USA TODAY International Edition
Hasty ban on travel disrupts lives and undermines values
In President Trump’s dark view of America, thousands of shadowy foreigners from the Middle East are infiltrating our neighborhoods and waiting for an opportunity to kill us. “We have evil that lurks around the corner,” he told Fox News last week. “They’re sneaky, dirty rats.”
This kind of indiscriminate fear- mongering is bad enough as campaign rhetoric. It’s outright harmful to innocent people when ham- handedly translated into White House policy.
On Friday, which happened to be International Holocaust Remembrance Day, Trump signed an executive order suspending admission of any refugees to the U. S. for 120 days and banning entry for 90 days of people from seven predominantly Muslim nations: Iran, Iraq, Libya, Somalia, Sudan, Syria and Yemen. The prohibition on Syrians, millions of them women and children fleeing a war- ravaged humanitarian crisis, is open- ended.
The predictable result: chaos and confusion at the borders for people who had been legally eligible to enter the United States. Refugees were halted at airports. An Iraqi man who had risked his life working as an interpreter for U. S. troops was temporarily barred. Students admitted to some of the nation’s finest universities were prevented from starting school. And an Iranian scientist who had been awarded a fellowship to study cardiovascular medicine at Harvard found that the visas for him and his wife had suddenly been suspended.

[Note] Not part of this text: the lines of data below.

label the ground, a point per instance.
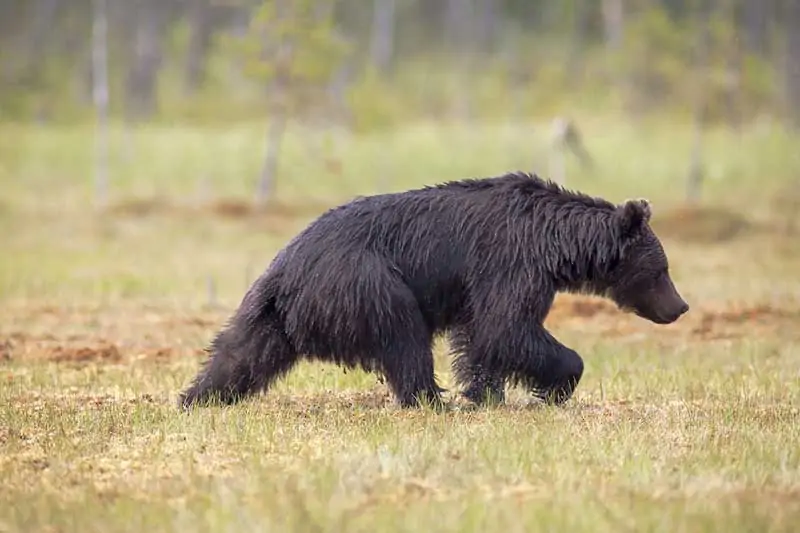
(103, 318)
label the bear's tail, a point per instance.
(248, 355)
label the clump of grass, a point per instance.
(691, 427)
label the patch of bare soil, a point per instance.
(99, 352)
(586, 313)
(703, 224)
(111, 336)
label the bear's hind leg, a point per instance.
(402, 342)
(481, 384)
(408, 368)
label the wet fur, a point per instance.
(370, 283)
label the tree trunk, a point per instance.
(486, 25)
(202, 31)
(613, 20)
(100, 97)
(141, 83)
(694, 179)
(793, 60)
(382, 40)
(269, 172)
(581, 18)
(756, 25)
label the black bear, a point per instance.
(370, 283)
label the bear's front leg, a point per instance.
(482, 384)
(529, 356)
(555, 370)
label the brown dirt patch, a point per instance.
(600, 316)
(100, 352)
(90, 336)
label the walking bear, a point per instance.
(370, 283)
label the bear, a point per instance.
(370, 283)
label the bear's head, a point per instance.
(640, 281)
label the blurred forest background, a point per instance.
(331, 69)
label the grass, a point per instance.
(688, 427)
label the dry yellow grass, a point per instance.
(689, 427)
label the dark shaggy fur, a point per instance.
(370, 283)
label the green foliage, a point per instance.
(665, 65)
(294, 49)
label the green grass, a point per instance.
(103, 318)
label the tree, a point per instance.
(100, 97)
(293, 48)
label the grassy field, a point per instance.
(104, 316)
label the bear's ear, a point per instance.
(633, 214)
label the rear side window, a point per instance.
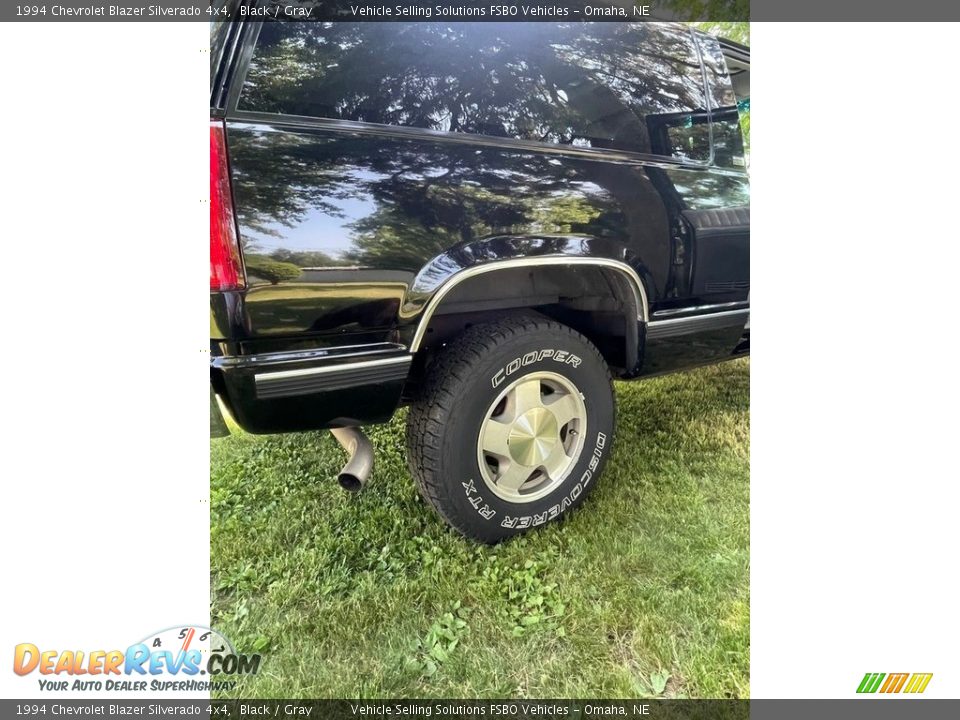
(605, 85)
(727, 137)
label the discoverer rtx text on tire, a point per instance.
(513, 426)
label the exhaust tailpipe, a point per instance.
(358, 468)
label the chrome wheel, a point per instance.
(531, 436)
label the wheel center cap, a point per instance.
(533, 437)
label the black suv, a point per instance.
(486, 222)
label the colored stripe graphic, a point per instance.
(918, 683)
(870, 682)
(894, 682)
(915, 683)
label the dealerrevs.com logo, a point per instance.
(910, 683)
(184, 659)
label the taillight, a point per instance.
(226, 270)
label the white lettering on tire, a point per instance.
(561, 356)
(525, 521)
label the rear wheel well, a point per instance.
(597, 302)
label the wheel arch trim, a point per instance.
(641, 302)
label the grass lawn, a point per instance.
(643, 592)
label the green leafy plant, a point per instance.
(434, 648)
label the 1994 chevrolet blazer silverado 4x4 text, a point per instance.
(486, 222)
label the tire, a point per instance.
(519, 394)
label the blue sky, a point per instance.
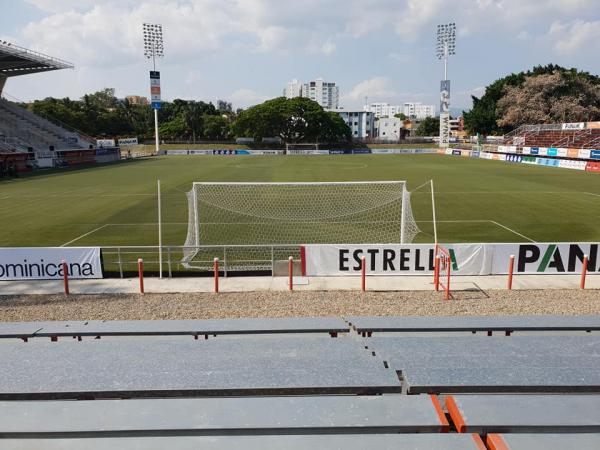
(245, 51)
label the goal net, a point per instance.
(298, 213)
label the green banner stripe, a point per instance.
(546, 259)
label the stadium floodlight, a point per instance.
(153, 42)
(446, 44)
(154, 48)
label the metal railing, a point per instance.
(123, 260)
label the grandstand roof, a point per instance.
(15, 60)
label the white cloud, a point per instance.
(247, 97)
(575, 36)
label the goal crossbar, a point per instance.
(275, 213)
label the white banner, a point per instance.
(466, 259)
(392, 259)
(128, 141)
(44, 263)
(105, 143)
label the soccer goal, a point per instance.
(373, 212)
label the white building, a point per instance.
(419, 111)
(293, 89)
(388, 128)
(361, 123)
(383, 109)
(325, 94)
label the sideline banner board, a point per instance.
(466, 259)
(44, 263)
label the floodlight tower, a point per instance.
(446, 47)
(153, 48)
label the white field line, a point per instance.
(513, 231)
(84, 235)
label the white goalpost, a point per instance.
(367, 212)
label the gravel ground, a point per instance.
(296, 304)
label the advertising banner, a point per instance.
(466, 259)
(444, 129)
(105, 142)
(392, 259)
(574, 126)
(584, 154)
(128, 141)
(44, 263)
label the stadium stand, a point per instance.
(285, 383)
(554, 135)
(21, 130)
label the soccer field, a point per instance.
(477, 200)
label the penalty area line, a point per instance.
(86, 234)
(512, 231)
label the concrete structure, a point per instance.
(383, 109)
(389, 128)
(324, 93)
(362, 123)
(418, 111)
(137, 100)
(293, 89)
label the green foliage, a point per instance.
(429, 126)
(102, 114)
(293, 120)
(483, 117)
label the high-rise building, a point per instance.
(324, 93)
(418, 111)
(383, 109)
(361, 123)
(293, 89)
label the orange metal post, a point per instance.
(65, 277)
(436, 273)
(141, 274)
(511, 268)
(363, 273)
(291, 273)
(583, 272)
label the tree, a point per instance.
(483, 117)
(550, 98)
(293, 120)
(429, 126)
(215, 127)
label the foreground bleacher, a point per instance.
(421, 383)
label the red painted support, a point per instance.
(291, 273)
(511, 268)
(363, 274)
(141, 274)
(65, 277)
(583, 272)
(216, 271)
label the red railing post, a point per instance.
(65, 276)
(363, 274)
(448, 268)
(141, 274)
(436, 273)
(291, 273)
(583, 272)
(511, 268)
(216, 271)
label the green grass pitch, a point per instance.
(477, 200)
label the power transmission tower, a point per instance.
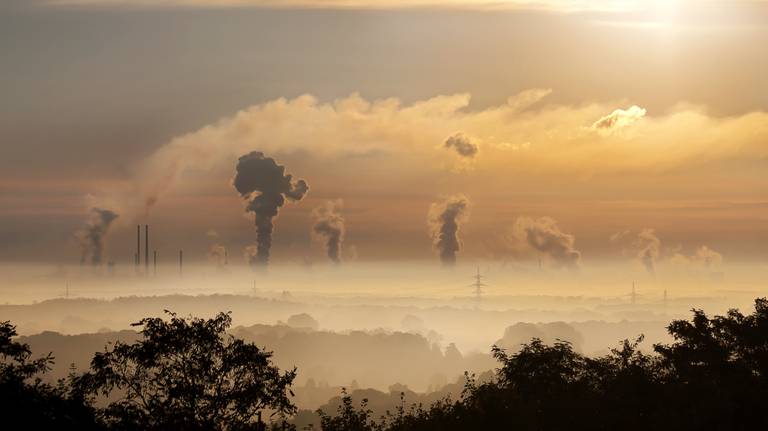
(478, 285)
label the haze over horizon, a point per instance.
(595, 125)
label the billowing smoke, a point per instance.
(250, 253)
(329, 226)
(619, 118)
(265, 185)
(708, 257)
(649, 248)
(703, 256)
(645, 246)
(217, 253)
(545, 237)
(92, 236)
(462, 144)
(444, 220)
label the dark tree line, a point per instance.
(187, 374)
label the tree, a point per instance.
(187, 374)
(26, 399)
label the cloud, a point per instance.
(548, 139)
(703, 256)
(462, 144)
(543, 237)
(619, 118)
(444, 221)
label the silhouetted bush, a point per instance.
(713, 376)
(26, 401)
(187, 374)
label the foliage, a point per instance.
(186, 373)
(26, 399)
(714, 376)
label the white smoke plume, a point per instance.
(329, 226)
(444, 221)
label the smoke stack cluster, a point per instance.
(92, 236)
(329, 226)
(265, 186)
(444, 220)
(137, 256)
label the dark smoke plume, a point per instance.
(92, 236)
(646, 246)
(462, 144)
(329, 225)
(444, 220)
(649, 248)
(544, 236)
(217, 253)
(265, 185)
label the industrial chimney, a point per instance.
(146, 249)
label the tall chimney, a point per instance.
(138, 246)
(146, 249)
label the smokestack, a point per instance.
(138, 246)
(146, 249)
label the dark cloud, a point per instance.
(545, 237)
(265, 186)
(329, 225)
(92, 236)
(444, 220)
(462, 144)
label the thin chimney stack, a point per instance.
(138, 246)
(146, 249)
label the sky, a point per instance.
(573, 131)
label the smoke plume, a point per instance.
(265, 186)
(217, 253)
(92, 236)
(649, 248)
(329, 226)
(462, 144)
(545, 237)
(645, 246)
(444, 220)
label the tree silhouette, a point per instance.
(26, 400)
(187, 374)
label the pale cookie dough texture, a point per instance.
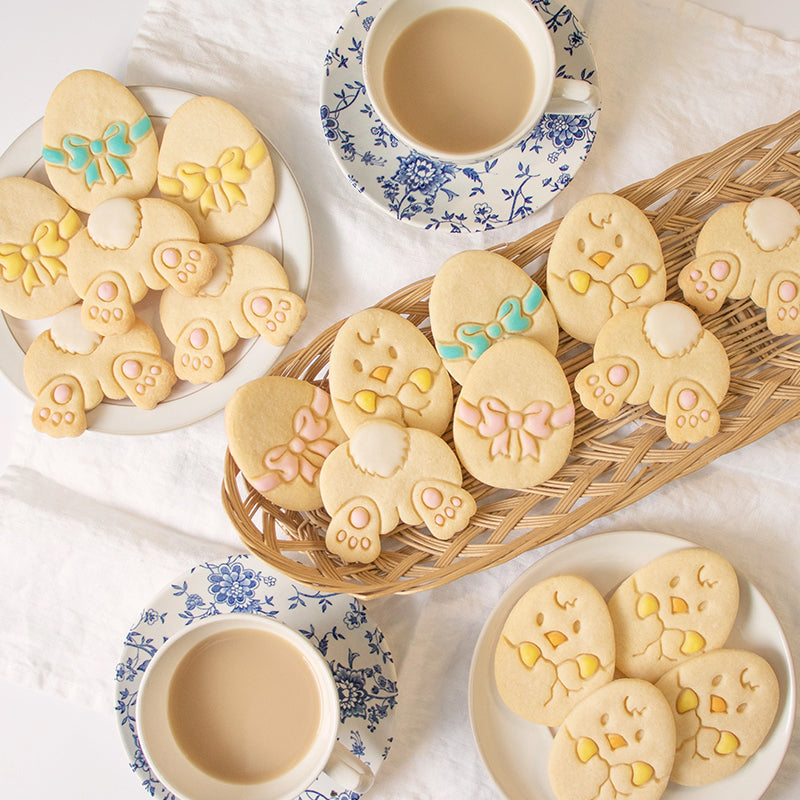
(98, 141)
(749, 250)
(280, 431)
(383, 367)
(215, 164)
(678, 606)
(514, 419)
(724, 704)
(556, 648)
(605, 258)
(478, 298)
(617, 743)
(37, 229)
(662, 356)
(384, 474)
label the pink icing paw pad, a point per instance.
(146, 379)
(354, 531)
(444, 507)
(59, 409)
(107, 308)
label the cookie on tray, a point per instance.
(37, 229)
(98, 141)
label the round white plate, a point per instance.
(515, 751)
(336, 624)
(285, 234)
(437, 194)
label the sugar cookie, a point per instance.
(37, 228)
(384, 474)
(382, 366)
(98, 141)
(662, 356)
(280, 430)
(724, 703)
(514, 420)
(479, 297)
(214, 163)
(248, 295)
(69, 370)
(617, 743)
(677, 606)
(749, 250)
(556, 647)
(605, 258)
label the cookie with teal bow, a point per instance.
(479, 298)
(98, 141)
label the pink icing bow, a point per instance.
(286, 461)
(494, 420)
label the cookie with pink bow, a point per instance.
(280, 431)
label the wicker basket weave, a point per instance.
(613, 463)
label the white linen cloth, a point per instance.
(91, 528)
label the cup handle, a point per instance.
(573, 97)
(348, 771)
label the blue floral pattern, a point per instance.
(439, 195)
(338, 625)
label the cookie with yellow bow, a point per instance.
(215, 164)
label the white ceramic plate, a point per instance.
(516, 751)
(286, 235)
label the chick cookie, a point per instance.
(605, 257)
(248, 295)
(98, 141)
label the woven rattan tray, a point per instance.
(612, 463)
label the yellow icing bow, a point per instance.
(218, 187)
(38, 262)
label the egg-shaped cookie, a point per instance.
(605, 257)
(37, 229)
(215, 164)
(280, 431)
(618, 743)
(514, 420)
(677, 606)
(383, 367)
(556, 648)
(724, 703)
(98, 141)
(479, 297)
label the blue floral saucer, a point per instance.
(437, 194)
(337, 624)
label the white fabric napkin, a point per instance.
(90, 529)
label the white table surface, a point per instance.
(51, 748)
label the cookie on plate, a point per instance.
(556, 647)
(724, 703)
(37, 229)
(478, 298)
(617, 743)
(662, 356)
(383, 367)
(214, 164)
(675, 607)
(280, 431)
(98, 141)
(514, 419)
(384, 474)
(605, 257)
(749, 250)
(248, 295)
(69, 370)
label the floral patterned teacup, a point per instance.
(297, 675)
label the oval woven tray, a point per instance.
(612, 463)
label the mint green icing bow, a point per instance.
(514, 315)
(80, 154)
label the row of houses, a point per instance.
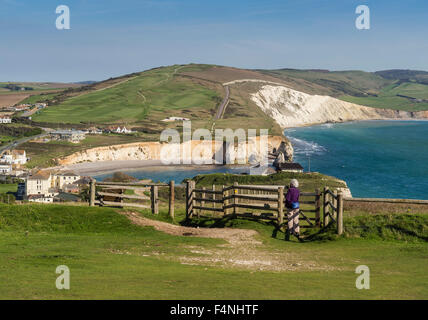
(44, 186)
(5, 119)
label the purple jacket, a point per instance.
(293, 195)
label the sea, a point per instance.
(377, 159)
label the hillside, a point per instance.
(195, 92)
(391, 89)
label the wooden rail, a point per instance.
(112, 194)
(263, 202)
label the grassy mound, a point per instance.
(308, 181)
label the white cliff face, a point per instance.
(190, 152)
(291, 108)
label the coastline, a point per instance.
(106, 167)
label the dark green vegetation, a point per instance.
(109, 258)
(390, 89)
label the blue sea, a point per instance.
(377, 159)
(175, 173)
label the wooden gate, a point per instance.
(142, 195)
(265, 202)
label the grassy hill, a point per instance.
(390, 89)
(146, 98)
(111, 258)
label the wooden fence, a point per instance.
(263, 202)
(142, 195)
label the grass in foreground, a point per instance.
(110, 258)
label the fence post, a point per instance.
(340, 213)
(235, 200)
(280, 206)
(171, 198)
(325, 207)
(92, 193)
(214, 196)
(335, 204)
(187, 199)
(193, 195)
(155, 200)
(318, 208)
(224, 195)
(202, 202)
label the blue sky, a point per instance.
(111, 37)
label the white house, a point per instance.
(170, 119)
(14, 157)
(39, 183)
(74, 136)
(48, 184)
(40, 198)
(62, 179)
(5, 119)
(5, 169)
(119, 130)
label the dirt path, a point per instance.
(243, 250)
(233, 236)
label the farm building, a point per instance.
(49, 184)
(14, 157)
(114, 129)
(5, 119)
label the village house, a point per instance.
(5, 119)
(94, 130)
(114, 129)
(14, 157)
(73, 136)
(171, 119)
(60, 180)
(5, 169)
(43, 186)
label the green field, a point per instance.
(154, 94)
(44, 97)
(5, 188)
(110, 258)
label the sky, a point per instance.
(109, 38)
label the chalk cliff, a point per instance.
(291, 108)
(188, 152)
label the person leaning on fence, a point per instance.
(293, 208)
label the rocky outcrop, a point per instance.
(291, 108)
(188, 152)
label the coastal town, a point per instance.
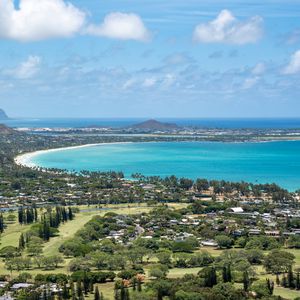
(140, 232)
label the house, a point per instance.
(254, 231)
(18, 286)
(236, 210)
(209, 243)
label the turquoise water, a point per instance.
(269, 162)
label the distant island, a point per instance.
(3, 115)
(154, 125)
(4, 130)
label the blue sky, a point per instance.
(150, 58)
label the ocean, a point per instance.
(266, 162)
(238, 123)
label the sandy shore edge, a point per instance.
(24, 159)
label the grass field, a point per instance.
(11, 235)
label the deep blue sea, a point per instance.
(267, 162)
(115, 123)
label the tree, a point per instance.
(164, 257)
(290, 278)
(97, 294)
(1, 223)
(278, 261)
(224, 241)
(246, 281)
(21, 242)
(159, 271)
(210, 276)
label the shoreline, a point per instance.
(23, 160)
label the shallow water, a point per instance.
(268, 162)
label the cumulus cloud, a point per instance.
(149, 82)
(250, 82)
(259, 69)
(121, 26)
(227, 29)
(294, 65)
(38, 20)
(26, 69)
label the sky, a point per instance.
(150, 58)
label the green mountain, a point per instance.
(3, 115)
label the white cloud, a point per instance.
(250, 82)
(121, 26)
(294, 65)
(227, 29)
(259, 69)
(39, 19)
(128, 83)
(26, 69)
(149, 82)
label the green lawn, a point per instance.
(11, 235)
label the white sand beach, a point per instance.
(25, 159)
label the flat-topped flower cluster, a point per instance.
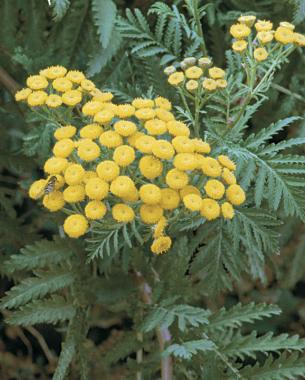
(129, 163)
(265, 38)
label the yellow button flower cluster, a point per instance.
(129, 163)
(266, 37)
(197, 76)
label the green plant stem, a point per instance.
(163, 334)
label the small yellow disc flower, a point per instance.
(88, 150)
(75, 225)
(65, 132)
(111, 139)
(22, 94)
(227, 210)
(37, 82)
(124, 155)
(108, 170)
(240, 31)
(125, 128)
(211, 167)
(97, 189)
(72, 97)
(216, 73)
(55, 165)
(214, 189)
(176, 179)
(263, 26)
(209, 84)
(63, 148)
(151, 214)
(193, 72)
(161, 245)
(74, 193)
(54, 201)
(239, 46)
(150, 167)
(91, 131)
(260, 54)
(176, 79)
(74, 174)
(95, 210)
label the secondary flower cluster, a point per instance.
(265, 37)
(197, 75)
(129, 163)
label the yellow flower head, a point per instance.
(72, 97)
(97, 189)
(53, 72)
(143, 103)
(65, 132)
(124, 155)
(22, 94)
(209, 84)
(260, 54)
(75, 76)
(214, 189)
(75, 225)
(163, 103)
(160, 227)
(54, 101)
(161, 245)
(111, 139)
(125, 128)
(151, 214)
(95, 210)
(216, 73)
(211, 167)
(248, 20)
(108, 170)
(239, 46)
(193, 72)
(299, 39)
(37, 82)
(123, 213)
(227, 210)
(263, 25)
(54, 201)
(176, 79)
(62, 84)
(240, 31)
(284, 36)
(265, 37)
(150, 167)
(74, 193)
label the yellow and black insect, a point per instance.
(49, 187)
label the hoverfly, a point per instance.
(49, 187)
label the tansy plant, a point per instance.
(129, 164)
(170, 175)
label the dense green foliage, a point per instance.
(215, 290)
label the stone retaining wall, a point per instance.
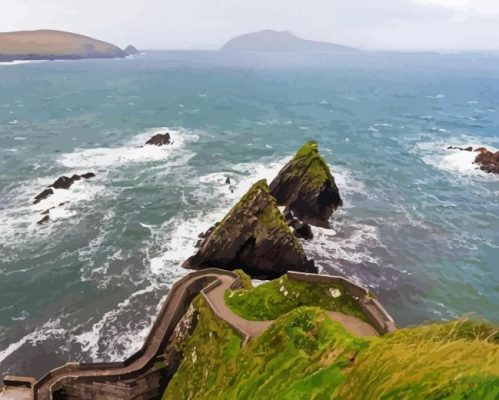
(375, 312)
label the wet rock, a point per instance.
(43, 195)
(88, 175)
(460, 148)
(64, 182)
(253, 236)
(303, 231)
(488, 161)
(307, 188)
(44, 220)
(159, 139)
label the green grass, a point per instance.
(264, 207)
(303, 355)
(306, 355)
(308, 160)
(272, 299)
(245, 279)
(456, 360)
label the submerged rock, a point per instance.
(253, 236)
(62, 182)
(44, 220)
(65, 183)
(488, 161)
(159, 139)
(43, 195)
(307, 188)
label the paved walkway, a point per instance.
(166, 322)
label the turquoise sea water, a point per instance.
(419, 226)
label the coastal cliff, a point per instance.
(305, 354)
(54, 45)
(253, 236)
(307, 188)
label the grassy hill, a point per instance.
(306, 355)
(53, 45)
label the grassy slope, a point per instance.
(308, 160)
(304, 355)
(50, 42)
(439, 361)
(275, 298)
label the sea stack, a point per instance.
(307, 188)
(159, 139)
(253, 236)
(488, 161)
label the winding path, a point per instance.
(211, 283)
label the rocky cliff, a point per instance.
(307, 188)
(54, 45)
(253, 236)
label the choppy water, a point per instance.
(419, 224)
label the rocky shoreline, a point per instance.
(486, 160)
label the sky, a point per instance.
(444, 25)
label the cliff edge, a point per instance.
(54, 45)
(253, 236)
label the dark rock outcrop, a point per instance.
(300, 229)
(253, 236)
(488, 161)
(65, 183)
(43, 195)
(44, 220)
(131, 50)
(469, 148)
(159, 139)
(62, 182)
(307, 188)
(53, 45)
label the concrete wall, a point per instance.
(375, 312)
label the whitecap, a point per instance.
(133, 151)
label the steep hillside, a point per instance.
(53, 45)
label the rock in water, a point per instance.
(488, 161)
(131, 50)
(307, 188)
(159, 139)
(44, 220)
(253, 236)
(43, 195)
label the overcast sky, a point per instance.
(207, 24)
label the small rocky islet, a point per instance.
(486, 160)
(65, 182)
(302, 351)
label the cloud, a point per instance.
(377, 24)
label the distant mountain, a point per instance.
(131, 50)
(54, 45)
(272, 41)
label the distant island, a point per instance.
(273, 41)
(131, 50)
(54, 45)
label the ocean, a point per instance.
(419, 226)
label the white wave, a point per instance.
(133, 151)
(49, 330)
(453, 161)
(127, 339)
(19, 215)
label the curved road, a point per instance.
(212, 283)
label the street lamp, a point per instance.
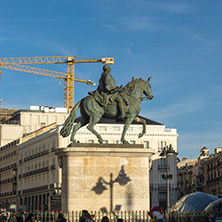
(166, 152)
(122, 179)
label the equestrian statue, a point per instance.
(112, 102)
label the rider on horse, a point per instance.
(107, 91)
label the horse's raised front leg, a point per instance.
(129, 120)
(92, 122)
(143, 121)
(77, 126)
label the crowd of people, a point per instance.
(86, 217)
(155, 213)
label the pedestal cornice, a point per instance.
(107, 150)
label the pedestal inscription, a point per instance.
(107, 176)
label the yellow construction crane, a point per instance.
(19, 63)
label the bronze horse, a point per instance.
(92, 111)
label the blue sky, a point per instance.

Amid growing protests, Trump insisted Sunday that his order is not the ban on foreign Muslims he called for during the campaign. No, but it is discriminatory. He directed that Christians and members of other minority religions be given preferential consideration over Muslims on future immigration decisions involving the nations covered by the order.
Considering the threat from terrorism, a temporary and measured pause in immigration to examine program efficacy is not an unreasonable step. But Trump has now disrupted countless lives with a heedless, bludgeoned approach to the issue.
For an executive order aimed at keeping out terrorists, it is strangely arbitrary. The 9/ 11 terrorists were from Egypt, Lebanon, Saudi Arabia and the United Arab Emirates, all of which were exempted from the order. And since 9/ 11, no one has been killed in the USA as a result of a terrorist attack by an emigrant from the seven targeted nations. Much of the threat has come from homegrown extremists.
The president has enormous discretion under the immigration laws, but he doesn’t have a blank check. The legality of the immigration ban is likely to be fought out in court; late Saturday, a federal judge temporarily blocked part of Trump’s order.
For all of the new president’s tough talk about imposing “extreme vetting,” the policies were already pretty stringent. The 12,587 Syrian refugees allowed into the country last year waited, on average, two years.
The libertarian Cato Institute estimates that the chances of a refugee killing an American in a terror attack are extremely remote: one in 3.6 billion annually. Trump would caution us to be afraid, very afraid. But fear itself shouldn’t be allowed to undermine America’s values.